Efficiently calculate edit distance between two strings

Question

I have a string S of length 1000 and a query string Q of length 100. I want to calculate the edit distance of query string Q with every sub-string of string S of length 100. One naive way to do is calculate dynamically edit distance of every sub-string independently i.e. edDist(q,s[0:100]), edDist(q,s[1:101]), edDist(q,s[2:102])....... edDist(q,s[900:1000]) .

def edDist(x, y):
""" Calculate edit distance between sequences x and y using
    matrix dynamic programming.  Return distance. """
D = zeros((len(x)+1, len(y)+1), dtype=int)
D[0, 1:] = range(1, len(y)+1)
D[1:, 0] = range(1, len(x)+1)
for i in range(1, len(x)+1):
    for j in range(1, len(y)+1):
        delt = 1 if x[i-1] != y[j-1] else 0
        D[i, j] = min(D[i-1, j-1]+delt, D[i-1, j]+1, D[i, j-1]+1)
return D[len(x), len(y)]

Can somebody suggest an alternate approach to calculate edit distance efficiently. My take on this is that we know the edDist(q,s[900:1000]). Can we somehow use this knowledge to calculate edDist[(q,s[899:999])]...since there we have a difference of 1 character only and then proceed backward to edDist[(q,s[1:100])] using the previously calculated edit Distance ?

Answer 1

Improving Space Complexity

One way to make your Levenshtein distance algorithm more efficient is to reduce the amount of memory required for your calculation.

To use an entire matrix, that requires you to utilize O(n * m) memory, where n represents the length of the first string and m the second string.

If you think about it, the only parts of the matrix we really care about are the last two columns that we're checking - the previous column and the current column.

Knowing this, we can pretend we have a matrix, but only really ever create these two columns; writing over the data when we need to update them.

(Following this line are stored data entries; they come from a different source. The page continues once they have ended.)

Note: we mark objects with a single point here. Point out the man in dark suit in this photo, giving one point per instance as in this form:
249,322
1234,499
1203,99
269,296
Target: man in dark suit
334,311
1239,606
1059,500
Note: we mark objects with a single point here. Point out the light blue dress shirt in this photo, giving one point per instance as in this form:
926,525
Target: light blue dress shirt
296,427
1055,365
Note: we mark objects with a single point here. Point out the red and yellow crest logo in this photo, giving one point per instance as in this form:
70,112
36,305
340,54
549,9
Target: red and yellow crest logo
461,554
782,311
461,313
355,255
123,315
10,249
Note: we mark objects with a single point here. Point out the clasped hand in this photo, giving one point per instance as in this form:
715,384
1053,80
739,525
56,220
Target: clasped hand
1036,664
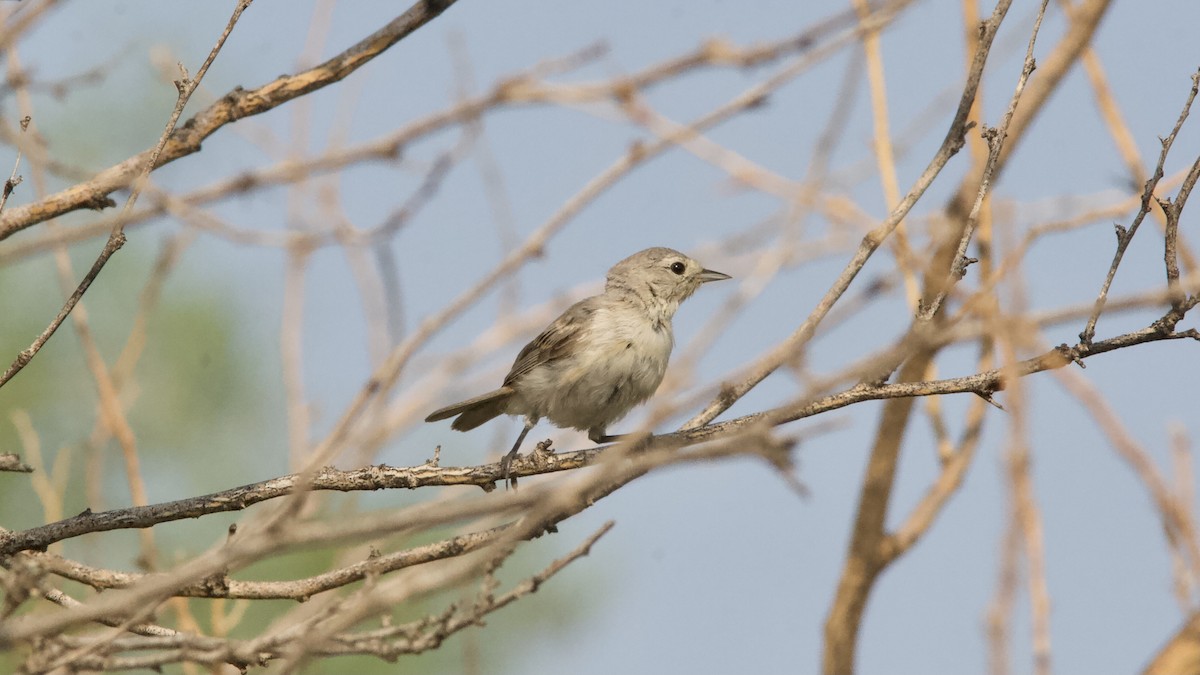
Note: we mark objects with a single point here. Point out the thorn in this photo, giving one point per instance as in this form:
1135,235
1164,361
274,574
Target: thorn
987,396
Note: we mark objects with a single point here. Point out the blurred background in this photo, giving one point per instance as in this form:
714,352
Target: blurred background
711,568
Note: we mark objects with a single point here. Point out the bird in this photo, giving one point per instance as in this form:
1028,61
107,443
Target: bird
599,359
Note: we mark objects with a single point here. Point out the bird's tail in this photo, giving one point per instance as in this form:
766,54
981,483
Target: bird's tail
475,411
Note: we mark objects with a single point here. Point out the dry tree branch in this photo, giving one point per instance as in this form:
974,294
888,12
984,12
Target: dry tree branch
232,107
1147,199
185,85
486,476
787,350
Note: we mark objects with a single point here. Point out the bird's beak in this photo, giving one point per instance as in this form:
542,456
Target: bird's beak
712,275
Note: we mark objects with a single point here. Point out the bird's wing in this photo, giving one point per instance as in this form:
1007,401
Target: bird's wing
558,340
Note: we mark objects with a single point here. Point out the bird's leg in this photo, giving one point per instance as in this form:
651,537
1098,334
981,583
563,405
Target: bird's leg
598,436
507,461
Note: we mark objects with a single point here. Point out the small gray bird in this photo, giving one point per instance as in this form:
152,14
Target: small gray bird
600,358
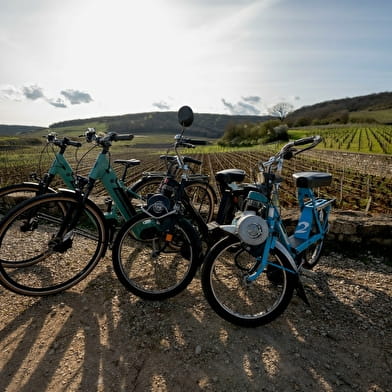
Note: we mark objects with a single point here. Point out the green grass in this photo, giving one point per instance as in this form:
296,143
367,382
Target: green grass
381,116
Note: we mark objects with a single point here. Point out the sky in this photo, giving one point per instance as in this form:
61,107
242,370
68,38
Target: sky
63,60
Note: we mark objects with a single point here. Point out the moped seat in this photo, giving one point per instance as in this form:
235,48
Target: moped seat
312,179
128,162
228,176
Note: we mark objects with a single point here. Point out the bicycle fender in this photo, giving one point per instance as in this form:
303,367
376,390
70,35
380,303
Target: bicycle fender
286,253
51,190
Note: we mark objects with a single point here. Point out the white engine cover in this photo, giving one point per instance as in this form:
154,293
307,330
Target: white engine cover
251,228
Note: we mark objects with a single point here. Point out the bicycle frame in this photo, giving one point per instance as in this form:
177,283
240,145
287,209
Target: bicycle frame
260,227
61,168
302,238
116,189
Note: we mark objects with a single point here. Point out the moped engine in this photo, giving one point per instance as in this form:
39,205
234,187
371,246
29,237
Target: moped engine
251,228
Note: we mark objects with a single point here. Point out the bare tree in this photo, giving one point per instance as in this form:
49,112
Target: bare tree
281,110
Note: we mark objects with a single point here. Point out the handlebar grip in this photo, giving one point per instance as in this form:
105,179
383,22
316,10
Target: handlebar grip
192,160
72,143
187,145
305,140
118,137
195,142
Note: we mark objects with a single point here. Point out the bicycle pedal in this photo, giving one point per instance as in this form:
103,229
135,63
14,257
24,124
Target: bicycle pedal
301,293
307,273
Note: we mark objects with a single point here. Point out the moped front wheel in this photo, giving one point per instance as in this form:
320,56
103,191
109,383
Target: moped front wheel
37,257
231,296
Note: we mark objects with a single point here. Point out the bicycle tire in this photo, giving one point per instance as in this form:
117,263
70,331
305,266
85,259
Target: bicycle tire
33,260
12,195
150,274
311,256
201,194
223,280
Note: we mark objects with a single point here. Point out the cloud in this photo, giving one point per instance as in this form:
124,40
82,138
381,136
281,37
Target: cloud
162,105
58,103
245,107
76,97
11,93
253,99
33,92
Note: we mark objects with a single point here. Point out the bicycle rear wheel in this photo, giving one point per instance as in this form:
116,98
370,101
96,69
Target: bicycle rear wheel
155,259
311,256
12,195
37,257
247,304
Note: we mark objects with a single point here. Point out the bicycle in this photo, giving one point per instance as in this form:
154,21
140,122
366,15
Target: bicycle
198,187
172,204
56,240
249,277
13,194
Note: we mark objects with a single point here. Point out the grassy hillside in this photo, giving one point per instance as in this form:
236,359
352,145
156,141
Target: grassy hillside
16,129
205,125
373,108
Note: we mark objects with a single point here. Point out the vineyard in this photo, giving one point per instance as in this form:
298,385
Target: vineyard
374,139
360,181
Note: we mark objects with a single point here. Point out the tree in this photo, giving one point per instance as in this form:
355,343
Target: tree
281,110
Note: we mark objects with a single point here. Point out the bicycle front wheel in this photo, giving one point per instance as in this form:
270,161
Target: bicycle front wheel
238,301
37,257
154,259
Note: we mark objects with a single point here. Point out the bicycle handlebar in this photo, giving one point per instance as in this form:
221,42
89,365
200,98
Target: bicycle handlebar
52,138
307,140
194,141
91,135
288,151
119,137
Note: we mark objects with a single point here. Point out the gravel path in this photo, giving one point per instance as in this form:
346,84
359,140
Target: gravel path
99,337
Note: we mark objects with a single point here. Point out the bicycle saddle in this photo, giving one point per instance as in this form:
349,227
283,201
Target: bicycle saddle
228,176
128,162
312,179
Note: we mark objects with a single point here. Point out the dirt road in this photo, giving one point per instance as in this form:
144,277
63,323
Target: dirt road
99,337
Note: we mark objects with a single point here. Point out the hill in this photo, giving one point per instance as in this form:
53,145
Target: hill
16,129
204,125
362,109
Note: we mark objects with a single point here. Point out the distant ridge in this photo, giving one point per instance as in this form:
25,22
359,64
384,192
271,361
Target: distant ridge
205,124
17,129
339,109
213,125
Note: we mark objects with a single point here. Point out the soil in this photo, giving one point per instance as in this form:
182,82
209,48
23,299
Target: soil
99,337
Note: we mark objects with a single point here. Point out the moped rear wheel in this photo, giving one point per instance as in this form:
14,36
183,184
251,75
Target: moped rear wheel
238,301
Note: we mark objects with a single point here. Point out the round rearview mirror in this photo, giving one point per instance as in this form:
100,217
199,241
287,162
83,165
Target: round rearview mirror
185,116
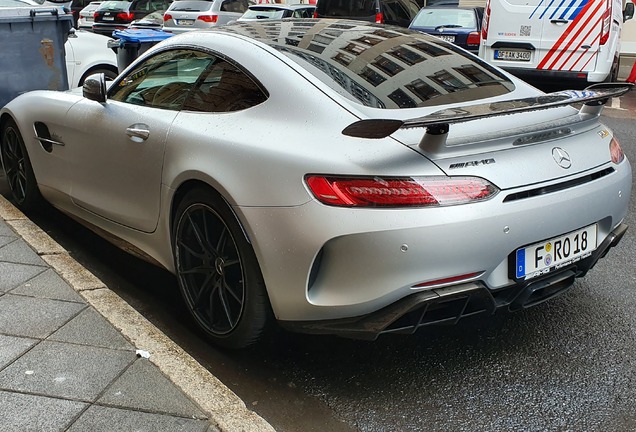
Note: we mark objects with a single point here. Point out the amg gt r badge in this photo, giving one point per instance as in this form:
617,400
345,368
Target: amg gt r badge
561,157
472,163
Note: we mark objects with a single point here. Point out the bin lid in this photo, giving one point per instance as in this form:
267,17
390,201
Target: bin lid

All we need here is two arrays of size n + 1:

var column_crawler_0 = new Array(n + 1);
var column_crawler_1 = new Array(n + 1);

Initialize the values of these pseudo columns:

for (let i = 0; i < n + 1; ++i) {
  column_crawler_0[i] = i;
  column_crawler_1[i] = 0;
}

And then go through your normal algorithm, but just make sure that you're updating these arrays with the new values as we go along:

for (let j = 1; j < m + 1; ++j) {
  column_crawler_1[0] = j;
  for (let i = 1; i < n + 1; ++i) {
    // Perform normal Levenshtein calculation method, updating current column
    let cost = a[i-1] === b[j-1] ? 0 : 1;
    column_crawler_1[i] = MIN(column_crawler_1[i - 1] + 1, column_crawler_0[i] + 1, column_crawler_0[i - 1] + cost);
  }

  // Copy current column into previous before we move on
  column_crawler_1.map((e, i) => {
    column_crawler_0[i] = e;
  });
}

return column_crawler_1.pop()

If you want to analyze this approach further, I wrote a small open sourced library using this specific technique, so feel free to check it out if you're curious.

Improving Time Complexity

There's no non-trivial way to improve a Levenshtein distance algorithm to perform faster than O(n^2). There are a few complicated approached, one using VP-Tree data structures. There are a few good sources if you're curious to read about them here and here, and these approaches can reach up to an asymptotical speed of O(nlgn).